TL/DR: Two agent skills migrate Tableau dashboards. One rebuilds them as Streamlit code; the other rebuilds them as governed Sigma workbooks behind a warehouse-parity gate. Same delivery mechanism, opposite philosophies on where the dashboard lands and how much to automate.


I had a pile of legacy Tableau workbooks to retire. And on Tuesday this week (2026-06-16) I stumbled upon newly open-sourced marketplace skills (by TJ Wells) that migrate Tableau (and seven other BI tools) to Sigma. Both tasks utilize agent skills: Markdown playbooks plus scripts that a coding agent (Claude Code, ❄️ CoCo, OpenCode) executes. I built my skill to land dashboards in a Streamlit app on Snowflake. Sigma's skills land them in Sigma (duh). Putting the two side by side is the interesting part: one choice (code vs platform) cascades into everything else.

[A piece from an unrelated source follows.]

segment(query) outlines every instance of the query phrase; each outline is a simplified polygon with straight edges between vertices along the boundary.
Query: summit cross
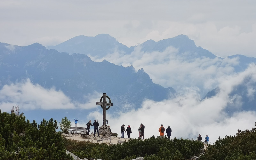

Both skills refuse to fake: mine stops if there's no Tableau ground truth to read, Sigma's flags features it can't mechanize instead of emitting a plausible-but-wrong formula. That shared honesty is the reason either one produces correct numbers.

Approach 1: Tableau to Streamlit, code I own

My skill is (very creatively) called build-dashboard-page. It's deliberately app-specific (~290 lines + two Python scripts), built for one concrete app: a Streamlit multipage app deployed on Snowflake Container Services. Each Tableau dashboard becomes one pages/<Name>.py file that queries Snowflake (or a DuckDB copy of the same data on the same SPCS instance). I wrote about the surrounding app in an earlier post:

Retiring legacy BI with an agentic-built Streamlit app on SPCS
Build-vs-buy got rewritten by agentic coding. So I retired the legacy BI tool. 😎

The whole workflow rests on one rule:

Ground truth is Tableau, not the plan bullet. Every Tableau workbook encodes years of decisions about metrics, filters, and formulas. Skipping them produces coherent-but-wrong SQL.

I measured this: guessing the SQL from a plan description produced wrong numbers, while reverse-engineering the workbook first produced correct numbers in fewer agent turns. So the skill front-loads inspection across six phases: scope and name the page, inspect the .twb, verify the real Snowflake source, craft a delegation prompt, delegate the SQL, then wire the Python page and smoke test it.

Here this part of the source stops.